Le voilà^^
Les Nains, après avoir délivré Balïn étaient remontés, jusqu’à l’entrée de la base des gobelins. Ils avaient dû tuer quelques gardes par-ci par-là, mais étaient passés sans encombres. Ils avaient retrouvé à l’entrée du camp des ennemis le reste des compagnons d’Ori.
-Il y a, Balïn, beaucoup de choses à expliquer, certaines sont très étonnantes, révoltantes même, mais elles doivent attendre, et ton récit également, mon ami. Nous ne sommes pas en sécurité ici, allons là où les gobelins ont campé, je ne sais si lors vous étiez déjà prisonniers, mais c’est un endroit sur désormais.
Balïn acquiesca.
-Bien, ton avis est sage, je le suis(*du verbe suivre*), et toi également(*je te suis également*), conduis-nous.
La troupe se mit en branle, tout était calme dans les passages qu’elle empruntait, ils paraissaient vides et froids, l’on était loin de l’ancienne ambiance chaleureuse de Khazad-Dûm.
-Nous y voici, déclara Ori, d’une voix rassurée, entrant dans son ancien campement, ici nous serons à l’abri, nous devons parler de choses très importantes, mon ami, très.
-Bien, dit Balïn, vous autres, allumez donc un grand feu au centre de la pièce ! Maintenant, occupons-nous de la tombe de Diri, elle sera très bien ici. Là.
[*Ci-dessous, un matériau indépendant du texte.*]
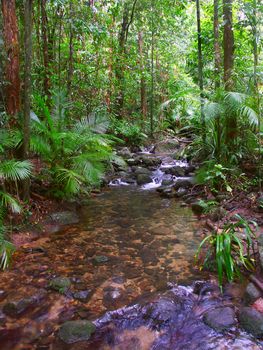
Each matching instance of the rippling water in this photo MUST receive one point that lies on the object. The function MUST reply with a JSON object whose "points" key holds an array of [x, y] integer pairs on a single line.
{"points": [[130, 244]]}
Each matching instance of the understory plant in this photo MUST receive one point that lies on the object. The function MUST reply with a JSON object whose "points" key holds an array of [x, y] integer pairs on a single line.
{"points": [[12, 171], [226, 111], [75, 155], [229, 251]]}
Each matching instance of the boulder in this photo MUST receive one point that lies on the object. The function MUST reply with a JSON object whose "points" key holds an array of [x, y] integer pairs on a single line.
{"points": [[252, 293], [167, 182], [198, 208], [220, 319], [143, 179], [64, 218], [185, 182], [100, 259], [75, 331], [17, 308], [176, 171], [82, 295], [141, 170], [251, 321], [60, 284], [125, 153]]}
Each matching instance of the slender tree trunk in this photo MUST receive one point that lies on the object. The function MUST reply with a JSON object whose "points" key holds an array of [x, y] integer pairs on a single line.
{"points": [[200, 69], [127, 20], [120, 61], [231, 120], [228, 44], [217, 58], [143, 83], [71, 51], [10, 33], [46, 58], [217, 50], [152, 71], [27, 86]]}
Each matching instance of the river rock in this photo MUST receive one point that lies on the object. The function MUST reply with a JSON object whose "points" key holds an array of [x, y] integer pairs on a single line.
{"points": [[141, 170], [252, 293], [185, 182], [149, 161], [251, 321], [100, 259], [17, 308], [64, 218], [166, 191], [82, 295], [176, 171], [220, 319], [143, 179], [181, 192], [197, 208], [217, 214], [75, 331], [168, 145], [167, 182], [125, 153], [60, 284]]}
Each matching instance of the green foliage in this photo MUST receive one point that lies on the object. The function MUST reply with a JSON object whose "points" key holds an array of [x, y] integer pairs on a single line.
{"points": [[11, 172], [130, 132], [215, 176], [76, 155], [228, 250]]}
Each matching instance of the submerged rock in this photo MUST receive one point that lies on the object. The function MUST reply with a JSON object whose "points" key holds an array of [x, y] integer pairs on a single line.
{"points": [[252, 293], [82, 295], [143, 179], [60, 284], [220, 319], [75, 331], [185, 182], [65, 218], [251, 321], [100, 259], [198, 208]]}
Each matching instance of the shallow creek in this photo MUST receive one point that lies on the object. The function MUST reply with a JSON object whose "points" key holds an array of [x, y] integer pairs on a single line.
{"points": [[124, 260]]}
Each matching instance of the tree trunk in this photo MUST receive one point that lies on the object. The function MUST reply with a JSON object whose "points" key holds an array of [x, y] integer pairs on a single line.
{"points": [[217, 58], [228, 44], [200, 69], [143, 83], [231, 119], [217, 51], [152, 72], [71, 51], [10, 33], [27, 87], [127, 20], [44, 28]]}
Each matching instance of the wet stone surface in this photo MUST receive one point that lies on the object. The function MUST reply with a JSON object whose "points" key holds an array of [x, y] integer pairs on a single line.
{"points": [[128, 245]]}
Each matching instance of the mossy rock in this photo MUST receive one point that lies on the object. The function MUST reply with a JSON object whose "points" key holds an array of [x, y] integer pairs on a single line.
{"points": [[75, 331], [60, 284]]}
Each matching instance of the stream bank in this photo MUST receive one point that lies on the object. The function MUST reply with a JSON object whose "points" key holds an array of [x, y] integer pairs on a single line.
{"points": [[122, 277]]}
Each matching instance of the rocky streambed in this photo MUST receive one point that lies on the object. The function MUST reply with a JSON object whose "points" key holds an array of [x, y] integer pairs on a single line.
{"points": [[122, 274]]}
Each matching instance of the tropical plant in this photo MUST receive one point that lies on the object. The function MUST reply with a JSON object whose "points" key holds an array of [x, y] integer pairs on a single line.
{"points": [[215, 176], [130, 132], [229, 250], [75, 155], [11, 172]]}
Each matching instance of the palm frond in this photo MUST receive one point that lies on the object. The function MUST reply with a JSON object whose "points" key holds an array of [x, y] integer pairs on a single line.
{"points": [[15, 170]]}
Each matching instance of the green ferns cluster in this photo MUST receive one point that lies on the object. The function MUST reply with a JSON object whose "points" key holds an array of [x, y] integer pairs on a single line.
{"points": [[12, 171], [229, 250], [75, 155]]}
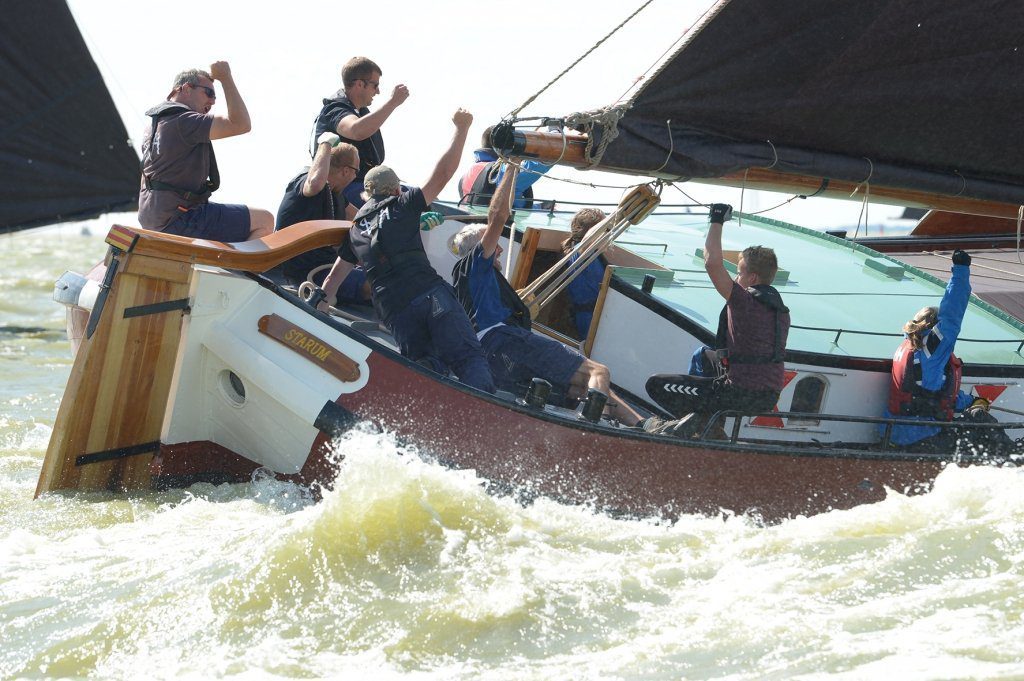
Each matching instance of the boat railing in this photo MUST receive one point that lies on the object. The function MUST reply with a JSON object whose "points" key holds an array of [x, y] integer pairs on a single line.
{"points": [[882, 444], [881, 334]]}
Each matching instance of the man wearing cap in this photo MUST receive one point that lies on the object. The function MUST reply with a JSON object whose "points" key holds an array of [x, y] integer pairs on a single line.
{"points": [[347, 115], [414, 302], [179, 169]]}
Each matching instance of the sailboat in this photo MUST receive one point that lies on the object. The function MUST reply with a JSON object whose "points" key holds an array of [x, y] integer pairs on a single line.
{"points": [[194, 367]]}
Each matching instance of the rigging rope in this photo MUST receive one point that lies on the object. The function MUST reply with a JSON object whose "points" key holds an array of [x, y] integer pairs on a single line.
{"points": [[516, 111]]}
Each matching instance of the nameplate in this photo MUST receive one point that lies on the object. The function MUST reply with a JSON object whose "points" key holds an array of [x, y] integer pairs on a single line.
{"points": [[333, 360]]}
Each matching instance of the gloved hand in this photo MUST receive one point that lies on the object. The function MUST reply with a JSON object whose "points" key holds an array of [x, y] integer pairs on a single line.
{"points": [[720, 213], [329, 137], [979, 403], [429, 220], [962, 258]]}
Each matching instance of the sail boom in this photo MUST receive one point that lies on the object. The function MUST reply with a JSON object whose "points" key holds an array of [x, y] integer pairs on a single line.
{"points": [[570, 151]]}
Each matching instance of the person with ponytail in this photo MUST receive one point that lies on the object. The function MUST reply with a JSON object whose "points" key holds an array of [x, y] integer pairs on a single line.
{"points": [[926, 373]]}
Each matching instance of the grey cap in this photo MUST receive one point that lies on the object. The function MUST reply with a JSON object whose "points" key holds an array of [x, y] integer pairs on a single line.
{"points": [[380, 181]]}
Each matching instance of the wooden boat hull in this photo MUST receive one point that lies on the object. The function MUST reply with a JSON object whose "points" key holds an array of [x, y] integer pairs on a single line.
{"points": [[247, 377]]}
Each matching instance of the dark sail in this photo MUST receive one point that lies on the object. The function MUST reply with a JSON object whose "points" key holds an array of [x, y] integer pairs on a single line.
{"points": [[918, 94], [64, 150]]}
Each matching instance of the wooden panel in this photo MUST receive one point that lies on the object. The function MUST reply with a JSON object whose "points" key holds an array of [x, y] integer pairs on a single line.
{"points": [[313, 349], [523, 263], [941, 223], [118, 390], [588, 346]]}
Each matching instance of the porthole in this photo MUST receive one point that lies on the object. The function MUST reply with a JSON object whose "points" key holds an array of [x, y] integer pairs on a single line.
{"points": [[808, 396], [232, 387]]}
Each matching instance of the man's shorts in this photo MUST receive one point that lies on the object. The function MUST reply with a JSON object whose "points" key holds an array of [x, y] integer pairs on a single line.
{"points": [[218, 222], [517, 355]]}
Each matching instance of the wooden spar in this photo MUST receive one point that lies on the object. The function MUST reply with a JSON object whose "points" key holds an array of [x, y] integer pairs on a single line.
{"points": [[570, 151], [113, 409], [636, 206], [941, 223]]}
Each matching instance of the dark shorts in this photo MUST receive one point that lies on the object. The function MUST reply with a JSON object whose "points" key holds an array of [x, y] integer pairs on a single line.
{"points": [[517, 355], [433, 328], [219, 222]]}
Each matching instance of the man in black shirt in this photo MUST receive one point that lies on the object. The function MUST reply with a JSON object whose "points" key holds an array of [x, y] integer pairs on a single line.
{"points": [[418, 306], [346, 114], [317, 195]]}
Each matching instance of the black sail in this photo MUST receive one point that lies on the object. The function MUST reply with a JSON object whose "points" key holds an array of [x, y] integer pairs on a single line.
{"points": [[920, 94], [65, 153]]}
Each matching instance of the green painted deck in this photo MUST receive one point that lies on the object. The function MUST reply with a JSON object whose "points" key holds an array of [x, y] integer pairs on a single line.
{"points": [[830, 284]]}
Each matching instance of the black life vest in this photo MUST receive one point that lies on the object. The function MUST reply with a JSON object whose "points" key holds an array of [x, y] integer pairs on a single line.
{"points": [[769, 297], [906, 397], [460, 282], [211, 184], [480, 187], [379, 262]]}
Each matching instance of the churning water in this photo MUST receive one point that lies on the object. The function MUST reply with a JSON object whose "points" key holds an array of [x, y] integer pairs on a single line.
{"points": [[408, 569]]}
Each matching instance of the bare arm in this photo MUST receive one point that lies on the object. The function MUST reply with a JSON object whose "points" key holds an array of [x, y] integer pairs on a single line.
{"points": [[237, 122], [498, 214], [713, 261], [316, 177], [449, 162], [360, 127]]}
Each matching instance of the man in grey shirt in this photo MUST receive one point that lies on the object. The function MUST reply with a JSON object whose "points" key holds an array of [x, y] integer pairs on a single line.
{"points": [[179, 169]]}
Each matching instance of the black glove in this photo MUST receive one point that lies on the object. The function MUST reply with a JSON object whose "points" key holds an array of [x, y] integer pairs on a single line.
{"points": [[720, 213], [962, 258]]}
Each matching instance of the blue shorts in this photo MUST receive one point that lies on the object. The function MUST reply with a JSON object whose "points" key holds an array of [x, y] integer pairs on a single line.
{"points": [[517, 355], [218, 222]]}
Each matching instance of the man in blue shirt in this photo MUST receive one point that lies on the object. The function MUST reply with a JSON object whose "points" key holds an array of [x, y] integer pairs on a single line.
{"points": [[926, 374], [514, 352], [413, 301]]}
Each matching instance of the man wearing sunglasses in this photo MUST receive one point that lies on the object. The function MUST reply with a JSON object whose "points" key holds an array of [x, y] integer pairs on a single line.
{"points": [[346, 115], [317, 194], [179, 169]]}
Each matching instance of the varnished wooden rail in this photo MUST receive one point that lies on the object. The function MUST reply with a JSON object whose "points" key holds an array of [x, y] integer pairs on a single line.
{"points": [[255, 256]]}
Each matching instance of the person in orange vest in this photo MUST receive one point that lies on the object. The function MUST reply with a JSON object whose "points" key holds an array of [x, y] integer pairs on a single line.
{"points": [[926, 373]]}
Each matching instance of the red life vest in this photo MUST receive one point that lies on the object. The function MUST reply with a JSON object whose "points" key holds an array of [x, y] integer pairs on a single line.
{"points": [[906, 397]]}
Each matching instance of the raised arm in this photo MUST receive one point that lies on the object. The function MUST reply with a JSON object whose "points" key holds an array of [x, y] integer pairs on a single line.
{"points": [[321, 168], [954, 301], [237, 121], [449, 162], [360, 127], [720, 213], [498, 214]]}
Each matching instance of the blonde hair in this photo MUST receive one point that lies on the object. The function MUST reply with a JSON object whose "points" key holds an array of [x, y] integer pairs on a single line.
{"points": [[582, 222], [761, 261], [467, 239], [926, 318]]}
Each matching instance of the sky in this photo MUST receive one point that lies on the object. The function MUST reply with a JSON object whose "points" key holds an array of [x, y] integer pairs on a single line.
{"points": [[487, 56]]}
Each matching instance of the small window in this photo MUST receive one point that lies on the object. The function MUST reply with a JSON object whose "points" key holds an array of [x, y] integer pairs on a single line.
{"points": [[808, 397]]}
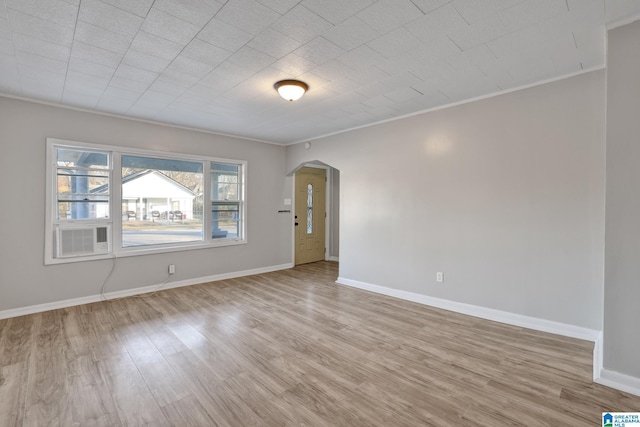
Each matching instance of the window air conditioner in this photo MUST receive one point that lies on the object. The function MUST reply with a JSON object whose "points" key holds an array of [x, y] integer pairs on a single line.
{"points": [[74, 241]]}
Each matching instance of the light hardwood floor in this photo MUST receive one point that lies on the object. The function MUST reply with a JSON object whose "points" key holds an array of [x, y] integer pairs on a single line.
{"points": [[290, 348]]}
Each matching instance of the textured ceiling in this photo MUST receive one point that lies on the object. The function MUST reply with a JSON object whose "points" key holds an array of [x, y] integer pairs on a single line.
{"points": [[212, 64]]}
Il désigna le bout de la salle, là où le dallage était le mieux travaillé, et parfaitement posé.
Il ordonna que l’on extraie de la roche un peu plus loin dans le couloir, et qu’on l’amène au lieu-dit. Lorsque ce fut fait, une tombe fut érigée, grossièrement, car le temps et les moyens manquaient, mais majestueuse malgré tout. Balïn était content du travail de ses gens, il les félicita puis ordonna que le repas commence autour du feu.
-Vous avez bien travaillé, Nains, je suis fier de vous. Maintenant, mangeons et buvons tout notre content, ensuite, les discussions iront bon train auprès du feu. Haldïn, Nwalïn, lorsque je vous le dirai, vous nous rejoindrez, Ori et moi.
Les jeunes amis hochèrent la tête, étonnés et curieux.
Après un repas bien arrosé, Balïn et Ori s’assoirent et parlèrent.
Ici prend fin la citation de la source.